With friends like these, who needs enemies?
Reporter: Jim Williams
Date published: 05 April 2013
THE FRIDAY THING: WE all need friends, but nobody needs them more than politicians, especially the Prime Minister who is beginning to look like David no-mates Cameron.
The church has turned its back on the PM, NHS staff and patients are in a state of angry turmoil, and hard-up folk feel they will soon be getting poorer and may even lose a bedroom or two.
On top of that, chubby Dave is even disliked by more than 100 of his own MPs and by his so-called partners in the dreadful Collision government.
It’s hardly surprising he spends so much time out of the country — at least people in far-flung corners of the globe can pretend they like Dave, if only just a bit, and then only if we give them money we can’t afford to give away.
The next General Election is still two years away and the only things in the Tories’ favour are that the Lib-Dems and Labour may decide they will form the next collision government. So instead of being a war between so-called friends who have never been anything more than mutually-despising enemies, it will be a left-leaning love-in, well for a week or two anyway.
As it stands, the great British public could face the sort of political contest that will have them staying home in their droves.
Does anyone, apart from Labour’s paymasters the unions, really want to see wild-eyed Ed Balls pulling the strings that make the puppet that is Ed Milliband twitch into action?
Is no-mates less popular than Blair? I shan’t ask about Brown; no-one has ever been less popular than him.
TEACHERS are an odd breed. They go into the profession, presumably because they want to teach and believe they have something to offer which will help to improve the lives of the young people.
But the ambition, passion and commitment of the very best teachers is undermined by a degree of militancy rarely seen in any other profession.
The latest round of union conferences saw arguments against the inspection of teachers and scrutiny of their ability, and arguments about the right of school heads to pay the best-performing teachers more than the under-performers.
In most working environments, examination of quality is normal. As a result, those who are the best performers, turn in the best work and show the strongest commitment to the job, get the best salaries.

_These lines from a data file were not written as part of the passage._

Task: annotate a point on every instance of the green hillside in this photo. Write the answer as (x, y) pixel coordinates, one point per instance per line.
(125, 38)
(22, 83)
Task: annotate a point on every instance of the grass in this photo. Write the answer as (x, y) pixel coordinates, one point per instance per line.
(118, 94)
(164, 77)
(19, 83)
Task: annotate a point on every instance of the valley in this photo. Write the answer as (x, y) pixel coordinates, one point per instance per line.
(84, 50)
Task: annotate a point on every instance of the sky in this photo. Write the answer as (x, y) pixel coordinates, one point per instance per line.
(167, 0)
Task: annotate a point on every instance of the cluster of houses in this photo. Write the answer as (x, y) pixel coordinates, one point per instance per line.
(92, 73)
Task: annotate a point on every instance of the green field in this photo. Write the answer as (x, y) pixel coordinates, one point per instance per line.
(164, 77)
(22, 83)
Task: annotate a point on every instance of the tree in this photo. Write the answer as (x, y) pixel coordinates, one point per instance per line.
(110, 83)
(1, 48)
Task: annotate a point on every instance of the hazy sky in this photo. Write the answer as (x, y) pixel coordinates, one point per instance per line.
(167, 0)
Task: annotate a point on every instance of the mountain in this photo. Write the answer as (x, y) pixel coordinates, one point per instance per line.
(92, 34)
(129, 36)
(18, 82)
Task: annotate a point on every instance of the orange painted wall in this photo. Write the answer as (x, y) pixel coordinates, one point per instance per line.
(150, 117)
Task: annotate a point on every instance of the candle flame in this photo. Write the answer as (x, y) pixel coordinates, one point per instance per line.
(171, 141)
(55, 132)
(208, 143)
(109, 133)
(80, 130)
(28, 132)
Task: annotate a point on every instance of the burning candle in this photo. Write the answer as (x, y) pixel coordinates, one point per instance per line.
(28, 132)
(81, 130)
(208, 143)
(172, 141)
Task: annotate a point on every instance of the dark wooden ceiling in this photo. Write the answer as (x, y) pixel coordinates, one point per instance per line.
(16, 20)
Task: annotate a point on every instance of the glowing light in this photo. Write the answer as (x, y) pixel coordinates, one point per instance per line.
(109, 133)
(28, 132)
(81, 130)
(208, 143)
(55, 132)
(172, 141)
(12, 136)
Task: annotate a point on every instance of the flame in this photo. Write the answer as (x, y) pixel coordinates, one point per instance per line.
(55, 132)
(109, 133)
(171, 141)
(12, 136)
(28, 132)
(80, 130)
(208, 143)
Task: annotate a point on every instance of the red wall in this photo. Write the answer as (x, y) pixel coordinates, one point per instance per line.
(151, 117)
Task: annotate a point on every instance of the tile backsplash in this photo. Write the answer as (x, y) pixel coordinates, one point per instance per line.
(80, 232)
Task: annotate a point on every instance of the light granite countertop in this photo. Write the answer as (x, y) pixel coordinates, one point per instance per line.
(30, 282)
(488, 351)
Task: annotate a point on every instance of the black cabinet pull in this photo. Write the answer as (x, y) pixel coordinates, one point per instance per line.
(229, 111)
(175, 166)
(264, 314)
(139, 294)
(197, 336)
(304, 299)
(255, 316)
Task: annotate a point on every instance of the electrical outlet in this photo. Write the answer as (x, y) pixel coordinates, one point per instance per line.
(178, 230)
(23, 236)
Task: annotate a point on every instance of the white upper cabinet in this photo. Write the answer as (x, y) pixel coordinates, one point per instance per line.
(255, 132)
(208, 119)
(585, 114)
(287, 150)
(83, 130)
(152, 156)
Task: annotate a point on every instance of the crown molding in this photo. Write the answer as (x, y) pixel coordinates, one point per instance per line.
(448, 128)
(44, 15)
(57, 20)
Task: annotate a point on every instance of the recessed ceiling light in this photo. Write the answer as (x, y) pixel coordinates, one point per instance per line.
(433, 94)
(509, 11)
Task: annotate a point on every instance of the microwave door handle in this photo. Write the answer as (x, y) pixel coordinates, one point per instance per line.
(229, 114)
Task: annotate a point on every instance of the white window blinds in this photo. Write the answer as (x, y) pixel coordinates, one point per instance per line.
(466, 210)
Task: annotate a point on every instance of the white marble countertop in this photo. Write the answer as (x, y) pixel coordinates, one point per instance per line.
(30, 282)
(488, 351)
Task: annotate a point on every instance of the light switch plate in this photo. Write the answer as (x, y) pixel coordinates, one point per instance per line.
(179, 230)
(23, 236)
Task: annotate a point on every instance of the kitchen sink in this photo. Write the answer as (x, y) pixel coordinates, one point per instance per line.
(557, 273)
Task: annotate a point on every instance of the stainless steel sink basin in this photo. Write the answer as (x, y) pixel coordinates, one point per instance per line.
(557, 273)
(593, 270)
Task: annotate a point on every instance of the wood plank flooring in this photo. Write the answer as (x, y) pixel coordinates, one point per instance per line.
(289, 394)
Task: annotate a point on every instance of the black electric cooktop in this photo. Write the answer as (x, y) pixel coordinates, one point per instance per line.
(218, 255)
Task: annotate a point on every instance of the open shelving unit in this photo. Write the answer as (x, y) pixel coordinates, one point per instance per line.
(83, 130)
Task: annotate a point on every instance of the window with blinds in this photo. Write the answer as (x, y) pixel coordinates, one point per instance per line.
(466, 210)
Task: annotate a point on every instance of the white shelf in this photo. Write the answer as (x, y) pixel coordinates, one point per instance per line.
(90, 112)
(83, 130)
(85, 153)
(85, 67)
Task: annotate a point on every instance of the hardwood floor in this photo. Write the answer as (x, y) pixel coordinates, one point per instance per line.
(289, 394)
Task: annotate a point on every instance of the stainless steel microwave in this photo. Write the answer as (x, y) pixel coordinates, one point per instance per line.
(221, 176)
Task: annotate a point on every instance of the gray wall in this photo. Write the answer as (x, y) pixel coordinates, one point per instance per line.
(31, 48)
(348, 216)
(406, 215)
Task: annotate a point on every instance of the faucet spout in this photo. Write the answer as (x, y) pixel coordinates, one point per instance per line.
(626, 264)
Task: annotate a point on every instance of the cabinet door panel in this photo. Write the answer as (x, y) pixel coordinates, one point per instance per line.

What’s wrong with that? Why should teachers believe they should be exempt from inspection?
Could they see their militancy as more important than their teaching skills?
Rewarding the best teachers will help to keep them at the school where they work and the children they teach will surely benefit from that. Maybe in the minds of some, that doesn’t matter.
FINAL WORD: Oldham Council has ignored the rumbling threats from Eric Pickles and has followed the likes of Manchester in raising its council tax this year to what the Government sees as an unacceptable level.
The council will argue it needs the money to pay for services but what about plight of those families at the bottom of the well-to-do tables, who will find any increase in council tax a burden too far?
The council leader and the chief executive will justify the increase with the usual glib answers but they will cut no ice with the hundreds, possibly thousands, of Oldhamers who will be tipped over poverty’s edge.